Reputation: 19781
Scenario:
I'm using svn:externals to grab Microsoft.Practices.ServiceLocation from CodePlex. However, referencing the csproj-file in my own project causes an upgrade from 2005 to 2008. This makes my copy of the project file different from the base copy, and I am unable to update the project from subversion.
An update of ...\deps\Microsoft.Practices.ServiceLocation results in:
Command Update
Tree conflict ...\deps\Microsoft.Practices.ServiceLocation\ServiceLocatorProvider.cs
Tree conflict ...\deps\Microsoft.Practices.ServiceLocation\ServiceLocatorImplBase.cs
Tree conflict ...\deps\Microsoft.Practices.ServiceLocation\ServiceLocator.cs
Tree conflict ...\deps\Microsoft.Practices.ServiceLocation\Readme.txt
Tree conflict ...\deps\Microsoft.Practices.ServiceLocation\Properties
Tree conflict ...\deps\Microsoft.Practices.ServiceLocation\Microsoft.Practices.ServiceLocation.csproj
Tree conflict ...\deps\Microsoft.Practices.ServiceLocation\IServiceLocator.cs
Tree conflict ...\deps\Microsoft.Practices.ServiceLocation\ActivationException.Desktop.cs
Tree conflict ...\deps\Microsoft.Practices.ServiceLocation\ActivationException.cs
Completed At revision: 43682
warning! One or more files are in a conflicted state.
An update of ...\deps results in:
Command Update
Completed At revision: 0
An update of the root results in:
Command Update
External ...\deps\Microsoft.Practices.ServiceLocation
External failed ...\deps\Microsoft.Practices.ServiceLocation
Error Working copy '...\deps\Microsoft.Practices.ServiceLocation' locked
Error Please execute the 'Cleanup' command.
Completed ...\deps\Microsoft.Practices.ServiceLocation - at revision: 0
The messing claiming that the working copy is locked seems to be wrong, executing Release lock on the Microsoft.Practices.ServiceLocation folder results in a message stating "There's nothing to unlock. No file has a lock in this working copy." Same result if I execute the command at the root.
Executing a cleanup changed nothing.
I'm using TortoiseSVN.
Edit: I've googled some, and found the Subversion documentation explaining tree conflicts at http://svnbook.red-bean.com/nightly/en/svn.tour.treeconflicts.html. I changed my third question since I dont understand why I'm getting a tree conflict when updating files that havnt changed.
Upvotes: 0
Views: 2379
Reputation: 1547
There are several options depending on how involved you are with the project and if you will be changing it.
For a project I am primarily using for the libraries I do not put the open-source projects into my solution - just the dll's which I keep in my source control repository in a libraries folder.
When you are debugging you can step into the code of the library in VS2008 without actually opening the 2005 project file; so no update is necessary.
When I do need to work on the code for the opensource library I open it in it's own solution.

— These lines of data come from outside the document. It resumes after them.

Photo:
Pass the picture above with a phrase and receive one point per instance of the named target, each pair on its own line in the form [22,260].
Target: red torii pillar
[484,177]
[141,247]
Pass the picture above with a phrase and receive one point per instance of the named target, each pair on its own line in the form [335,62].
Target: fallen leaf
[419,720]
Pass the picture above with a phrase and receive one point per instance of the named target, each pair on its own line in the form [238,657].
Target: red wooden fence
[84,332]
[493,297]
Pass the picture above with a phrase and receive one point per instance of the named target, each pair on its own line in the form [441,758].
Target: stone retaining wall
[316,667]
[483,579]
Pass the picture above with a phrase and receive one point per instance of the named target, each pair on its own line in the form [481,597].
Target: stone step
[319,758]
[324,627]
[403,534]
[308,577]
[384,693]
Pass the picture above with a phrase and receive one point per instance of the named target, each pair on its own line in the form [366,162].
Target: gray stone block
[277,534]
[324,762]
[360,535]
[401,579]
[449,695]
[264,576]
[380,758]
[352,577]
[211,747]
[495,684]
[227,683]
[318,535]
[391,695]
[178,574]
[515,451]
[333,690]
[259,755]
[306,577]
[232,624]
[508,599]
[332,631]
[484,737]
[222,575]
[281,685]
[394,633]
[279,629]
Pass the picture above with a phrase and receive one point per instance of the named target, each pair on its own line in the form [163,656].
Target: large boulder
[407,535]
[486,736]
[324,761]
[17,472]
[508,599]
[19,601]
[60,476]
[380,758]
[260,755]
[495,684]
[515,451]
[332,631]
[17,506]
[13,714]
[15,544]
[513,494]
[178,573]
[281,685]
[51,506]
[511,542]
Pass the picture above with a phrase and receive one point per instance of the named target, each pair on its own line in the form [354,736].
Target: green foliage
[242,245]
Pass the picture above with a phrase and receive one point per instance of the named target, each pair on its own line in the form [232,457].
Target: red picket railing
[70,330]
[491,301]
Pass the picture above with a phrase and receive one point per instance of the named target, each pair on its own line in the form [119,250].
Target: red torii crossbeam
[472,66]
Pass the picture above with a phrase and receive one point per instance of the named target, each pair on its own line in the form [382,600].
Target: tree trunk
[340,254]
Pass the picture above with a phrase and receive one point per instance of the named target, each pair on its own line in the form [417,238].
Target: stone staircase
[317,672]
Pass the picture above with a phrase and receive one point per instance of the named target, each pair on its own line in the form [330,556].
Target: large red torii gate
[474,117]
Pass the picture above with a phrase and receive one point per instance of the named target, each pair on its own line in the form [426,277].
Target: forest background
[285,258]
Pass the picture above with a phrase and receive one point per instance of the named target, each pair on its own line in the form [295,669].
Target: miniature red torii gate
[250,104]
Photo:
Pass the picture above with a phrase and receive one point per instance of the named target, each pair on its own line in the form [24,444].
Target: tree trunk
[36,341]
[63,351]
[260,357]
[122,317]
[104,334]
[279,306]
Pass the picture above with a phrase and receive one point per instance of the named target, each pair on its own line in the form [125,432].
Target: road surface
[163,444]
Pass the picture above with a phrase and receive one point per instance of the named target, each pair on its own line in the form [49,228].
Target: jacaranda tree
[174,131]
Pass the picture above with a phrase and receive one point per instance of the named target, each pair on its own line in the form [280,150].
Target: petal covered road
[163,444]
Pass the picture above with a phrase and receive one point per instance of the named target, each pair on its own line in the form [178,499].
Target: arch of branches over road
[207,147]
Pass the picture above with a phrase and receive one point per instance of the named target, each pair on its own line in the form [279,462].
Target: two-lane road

If it needs to update to vs2008 I let it - it is not a big deal as only the project files get changed - not the source code. Since it is in source control you can always revert the project files to the originals or rename your new copies and keep 2 csproj files side by side.
I only do a svn-update with tortoise on the open-source projects and do not get conflicts. Svn will merge any changes into my copy. If I have changes that are needed for the open-source project I submit a patch and do not commit from my copy.
If this is a project that you are an active developer and the other team members need to stay in VS2005 then you could load VS2005 side-by side without issue. I have had 4-5 copies of VS installed on the same machine - the only downside is disk space.
It sounds like you may need to do a fresh checkout of the project into a new folder if you have too many conflicts. Then you can use a good diff tool to resolve the conflicts manually - I use WinMerge.
Upvotes: 2
Reputation: 109100
Visual Studio 2008 will quite happily open a read-only solution (this is the normal, non-checked-out usage).
But VS2008 can't open VS 2005 solution files, so it always tries to upgrade. You seem to be looking for a way to open a 2005 solution in 2008 without the upgrade, and I don't think this is possible.
Either get a copy of VS 2005 (this could be an Express edition), or get the Codeplex project as a whole to upgrade (remembering that VS 2008 will target .NET 2.0).